The book was created by Kaya Press, a publisher focused on the Asian and Pacific Island diasporas, and was unveiled at a ceremony in September at the Japanese American National Museum. (In full disclosure, I am a donor working on an unrelated project with the museum.) It was attended by camp survivors and descendants, representatives from the 75 incarceration sites, and clergy from a range of faiths. Each attendee was invited to touch the book and to acknowledge a name by placing a small circular ink stamp beneath it. Williams hopes that eventually all the names will be acknowledged. The book will be on view at the museum through September 24, and appointments to stamp names may be made online for free.
The Ireichō has been very popular: The museum estimates over 3,000 people have stamped the book since its unveiling, with an average of 102 names acknowledged per day. As of this writing, the wait for an appointment is about a month.
The names are listed in the book by birth year, and it’s not uncommon for two or more people to have the same name, so each request requires research to ensure visitors are placing a stamp next to the correct name. The museum hired two additional staff members and also relies on a team of specially trained volunteers. “We’re trying to ensure that this experience of honoring their ancestors, or their families or friends is meaningful and done with care,” said Clement Hanami, the museum’s vice president of exhibitions and art director. Visitors are each allowed to stamp two names, but the researchers often find other family members and offer those names for recognition as well.
“The feelings that people have when they go through this experience are moving, and many people are brought to tears,” Hanami said. He recalls one visit by a family who wanted to acknowledge twins who were born in the camps. The researchers couldn’t find their names at first and had to go back to the archival records only to find that one of them was stillborn and the other passed away two days later. “When the family comes, you’re just able to then give them their space to kind of reflect on that whole experience, and to know that we’re honoring them as well,” he said.
The staff also collects additions and corrections to the names from visitors, keeping the Ireichō continually in dialogue with its community. Williams plans to publish a smaller, corrected version of the book that can be widely distributed.

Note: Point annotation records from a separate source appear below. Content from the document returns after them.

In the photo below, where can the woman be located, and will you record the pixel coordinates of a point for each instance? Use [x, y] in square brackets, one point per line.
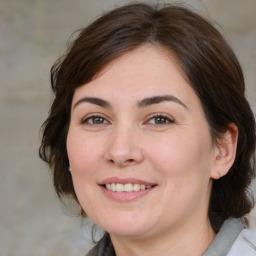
[150, 119]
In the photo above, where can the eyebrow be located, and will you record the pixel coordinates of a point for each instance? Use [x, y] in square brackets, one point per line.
[158, 99]
[96, 101]
[141, 104]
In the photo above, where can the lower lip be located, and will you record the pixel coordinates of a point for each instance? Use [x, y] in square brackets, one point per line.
[126, 196]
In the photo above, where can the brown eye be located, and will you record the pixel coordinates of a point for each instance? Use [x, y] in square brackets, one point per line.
[94, 120]
[160, 120]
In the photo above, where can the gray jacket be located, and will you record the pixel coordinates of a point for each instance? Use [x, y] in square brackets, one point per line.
[231, 240]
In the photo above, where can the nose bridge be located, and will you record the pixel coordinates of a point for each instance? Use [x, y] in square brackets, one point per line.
[124, 148]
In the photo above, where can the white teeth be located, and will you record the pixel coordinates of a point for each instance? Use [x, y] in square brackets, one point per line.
[126, 187]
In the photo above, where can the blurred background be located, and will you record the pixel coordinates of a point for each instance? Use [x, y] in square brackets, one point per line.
[33, 33]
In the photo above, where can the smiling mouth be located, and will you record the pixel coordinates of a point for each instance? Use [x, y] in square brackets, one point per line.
[128, 187]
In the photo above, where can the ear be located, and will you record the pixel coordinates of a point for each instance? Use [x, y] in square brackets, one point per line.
[225, 152]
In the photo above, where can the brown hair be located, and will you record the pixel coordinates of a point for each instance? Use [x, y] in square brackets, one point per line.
[209, 64]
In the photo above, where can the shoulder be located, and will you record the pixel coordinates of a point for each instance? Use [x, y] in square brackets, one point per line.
[245, 244]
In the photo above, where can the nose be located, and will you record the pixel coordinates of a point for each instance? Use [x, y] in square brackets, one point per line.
[124, 148]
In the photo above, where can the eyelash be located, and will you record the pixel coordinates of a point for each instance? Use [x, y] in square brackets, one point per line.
[167, 120]
[94, 117]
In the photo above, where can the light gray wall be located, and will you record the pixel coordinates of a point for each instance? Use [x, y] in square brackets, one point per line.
[33, 34]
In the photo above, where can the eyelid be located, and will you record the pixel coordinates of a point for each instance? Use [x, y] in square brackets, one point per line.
[94, 115]
[170, 119]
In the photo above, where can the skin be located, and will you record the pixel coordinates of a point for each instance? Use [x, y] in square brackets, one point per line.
[127, 139]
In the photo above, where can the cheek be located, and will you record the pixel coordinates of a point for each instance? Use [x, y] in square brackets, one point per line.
[83, 153]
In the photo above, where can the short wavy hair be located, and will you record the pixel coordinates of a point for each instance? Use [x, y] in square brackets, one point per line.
[210, 67]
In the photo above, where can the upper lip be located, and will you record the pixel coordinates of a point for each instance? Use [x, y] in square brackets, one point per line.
[126, 181]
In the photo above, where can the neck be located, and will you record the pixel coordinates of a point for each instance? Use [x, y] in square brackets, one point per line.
[187, 240]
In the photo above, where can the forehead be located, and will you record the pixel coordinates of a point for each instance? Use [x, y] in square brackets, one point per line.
[143, 72]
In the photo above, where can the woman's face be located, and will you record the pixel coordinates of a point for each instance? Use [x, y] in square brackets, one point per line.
[139, 128]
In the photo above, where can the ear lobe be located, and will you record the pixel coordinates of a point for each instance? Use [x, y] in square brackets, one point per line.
[226, 152]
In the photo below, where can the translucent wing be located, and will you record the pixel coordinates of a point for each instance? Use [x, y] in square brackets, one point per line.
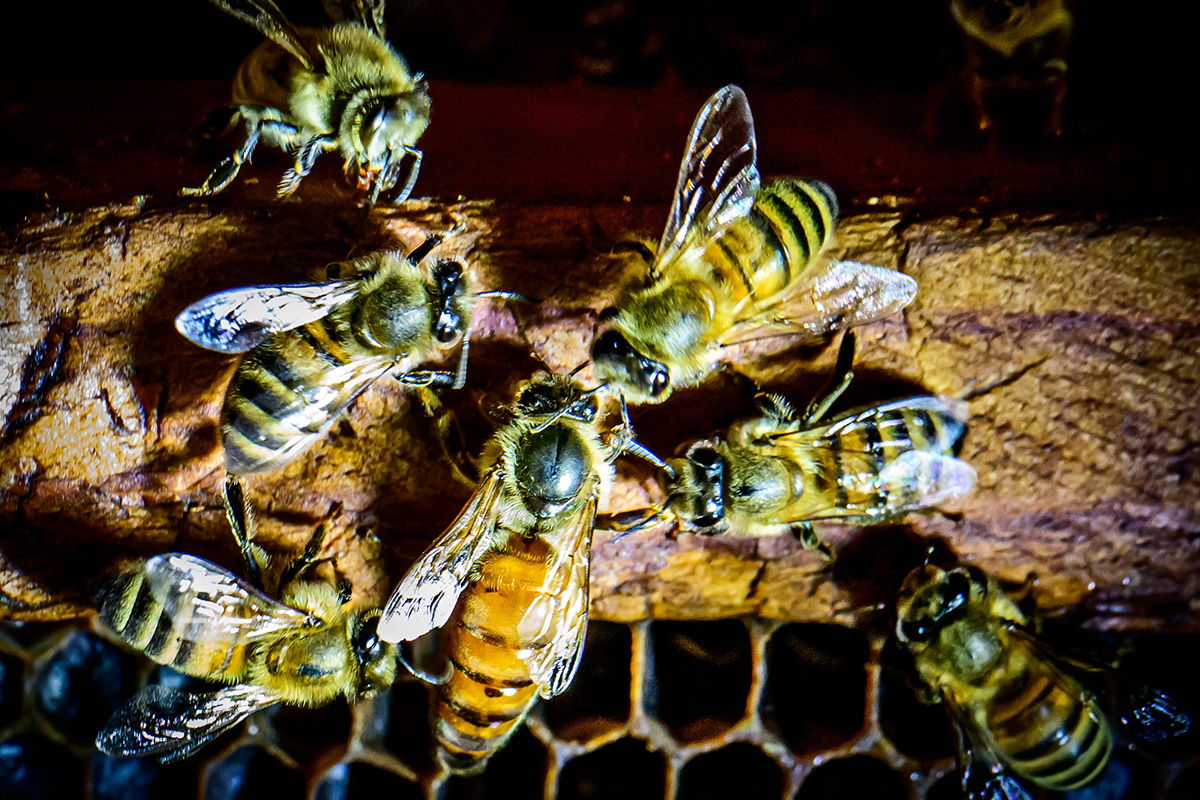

The project also includes a website, Ireizo, where an updated number of names (125,302) can already be seen, and plans for Ireihi, an interactive light projection of the names that will appear at the museum and at select incarceration sites. (The project’s name is derived from the Ireito, a concrete obelisk erected in 1943 in the camp cemetery at Manzanar to commemorate those who died there. “Ireito” means “Soul Consoling Tower” in Japanese.)
“We want to think of the monument as dynamic,” said Williams, adding that typically they’re valued for being static and permanent. “What we want to do is kind of flip that and say it’s actually in its dynamism, in its interactivity with community, in its constant repair and improvement—that’s what actually gives it value.”
On a Saturday afternoon in October, my sister and I, with my husband and daughter, visited the museum to stamp the names of our parents and grandparents. Arriving at our appointed time, we headed to the museum’s library where we were greeted by three staff members who had already looked up our family’s names. We were then shown into a small blue alcove lined with sotoba, Buddhist wooden grave markers, each inscribed with the name of one of the incarceration sites and bearing a small vial of soil collected there. The massive book stood open on a plinth and an assistant carefully turned the pages for us, helping us find each name. The sheer heft of the book lent new gravity to the knowledge that this cruel, dehumanizing thing had happened to people we love. Seeing their names in print among so many others and touching them with the stamp suddenly made history very specific and very personal. And then we stepped outside, blinking, into the sunshine.